This pin was Gma Kelly’s. It’s one of the first things i acquired from her jewelry collection when Gpa Kelly insisted i look it over.
The weekend in Seattle was dismally rainy and very windy. Yesterday was much calmer and more pleasant. Today is dreadful again. I’m wearing a dress i usually like and which i pair with my beloved blue platform shoes; but going to class and back i’m slopping around in knee-high wellington boots, and sitting in the classroom staring at the fabric of this dress i’m coming to the conclusion that that it’s probably time to bid this 20-year-old garment good-bye because it’s too prone to wrinkling and i’m tired of taking 30 minutes to iron it.
Then class is finished and i’m wrapping myself up in my scarf layers for the trek across campus in the chilly rain. And what do i do?

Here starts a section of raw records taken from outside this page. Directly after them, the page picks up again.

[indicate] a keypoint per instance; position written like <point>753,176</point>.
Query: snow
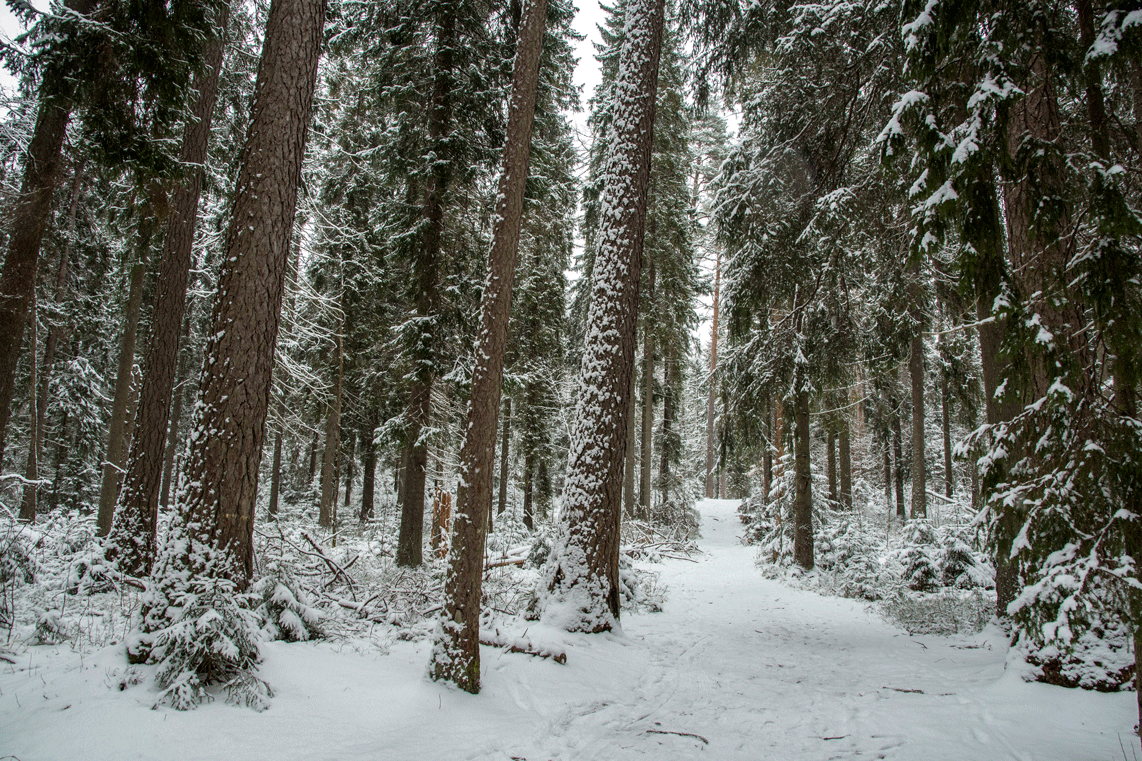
<point>736,666</point>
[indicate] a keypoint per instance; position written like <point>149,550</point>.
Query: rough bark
<point>846,465</point>
<point>117,437</point>
<point>331,454</point>
<point>712,392</point>
<point>137,512</point>
<point>456,655</point>
<point>946,430</point>
<point>27,221</point>
<point>831,464</point>
<point>898,454</point>
<point>648,422</point>
<point>505,448</point>
<point>803,496</point>
<point>582,573</point>
<point>369,478</point>
<point>919,475</point>
<point>409,547</point>
<point>222,469</point>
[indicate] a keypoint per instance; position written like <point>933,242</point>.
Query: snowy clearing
<point>736,667</point>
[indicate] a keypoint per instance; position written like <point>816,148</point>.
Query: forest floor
<point>736,666</point>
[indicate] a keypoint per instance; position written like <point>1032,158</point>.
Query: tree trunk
<point>275,475</point>
<point>136,520</point>
<point>222,469</point>
<point>899,456</point>
<point>409,551</point>
<point>117,438</point>
<point>648,442</point>
<point>919,481</point>
<point>505,442</point>
<point>712,392</point>
<point>831,463</point>
<point>29,503</point>
<point>456,655</point>
<point>29,219</point>
<point>628,478</point>
<point>946,424</point>
<point>803,498</point>
<point>846,466</point>
<point>178,395</point>
<point>529,472</point>
<point>584,567</point>
<point>369,478</point>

I gash my thumb across the sharp top of this pin. Not a huge gouge, but it’s bigger than a scratch and it bled and it requires a bandage for the time being.
Just that sort of day where even beloved things scratch you when you’re least expecting it.
I love pencils, but what do you do with them when they get this small? Right now the smallest still rests against against my index finger knuckle when i write, but each of these pencils is starting to get a little uncomfortable to hold. And i still cannot quite bring myself to throw them away, which is probably how i wound up with 5 of them in this state.
Why hasn’t someone invented a pencil handle that i could fit a shortened pencil into so i can still write with it until it’s down to a nub??
I’ve been wanting to arrange the music “corner” something like this for years. Finally decided to get the shelves to do it, only to have the project spiral into ~3 weekends for various reasons. Really nice to also have that artwork up on the wall as well. This wall has been 1 giant white/cream blank spot since we moved in here 10 years ago.
On the shelves on the left: phonograph, (small) collection of vinyl albums. On the top shelf on the wall: harp, bongo, collection of recorders/tin whistles/various small wind instruments; 1 maraca. On the lower wall shelf: antique xylophone (black case), my student flute (brown case). Hanging in the middle is my backpacking guitar, which i kept forgetting i had because it was packed in its bag and tucked behind all this other stuff when i stored it all on the piano. The 4 prints on the right are by Juli Adams. The print in the middle is a Japanese print that Andy’s had for awhile.
(Apologies for the picture being a little dark and murky. My phone seems to be dying. Yay.)
Everytime someone opens the front door i smell the sea.
Some genmaicha, fruit & cheese, crappy (but strangely delicious) ramen, Basho’s Narrow Road to the Deep North.
Years ago i worked in the UW’s Registration Office. Every spring, i’d get parents who’d ask, toward the end of the conversation, “And are the cherry blossoms out yet??” Every spring! Over and over, the same question!! I didn’t work anywhere near where the cherry blossoms are on campus so i had no idea. Moreover, who cares if there are cherry trees blooming on campus?? I love blooming trees, don’t get me wrong, but come on.
Then i switched jobs to an office that was closer to the Quad, which is where the much-heard-about cherry blossoms are. The 1st spring that i worked there i decided to randomly walk thru’ the Quad on my way home, just because it was one of the 1st nice days that year — a sunny day, warm enough to not need a coat.
I walked across Red Square. Past Suzzallo Library, past Kane Hall. Toward the steps up to the Quad….
I came to a dead standstill for a few seconds. Then i started walking around, near-breathless. Getting giddier and giddier. Getting practically tipsy.
These pictures are crap — tho’ today was sunny the lighting in the Quad was horrible, and i was just using my phone anyway. But, y’know? I really don’t know how to convey to you just what an amazing experience it is to stand there in the middle of the Quad surrounded by trees that are just bursting all over with light-pink flowers. It’s like you’re walking amongst clouds. You’re practically floating. And the scent! It takes you a moment at 1st to realize that the air is different, and then you slowly realize you’re smelling millions of tiny blossoms.
It is sublime. It’s transcendent. It leaves me buoyant.
If you are ever in Seattle in early spring, you must — MUST — visit the UW campus to see the cherry blossoms in the Quad. Bring a blanket and a picnic (but no sake — it’s a state school, so campus is dry). Make an afternoon of it.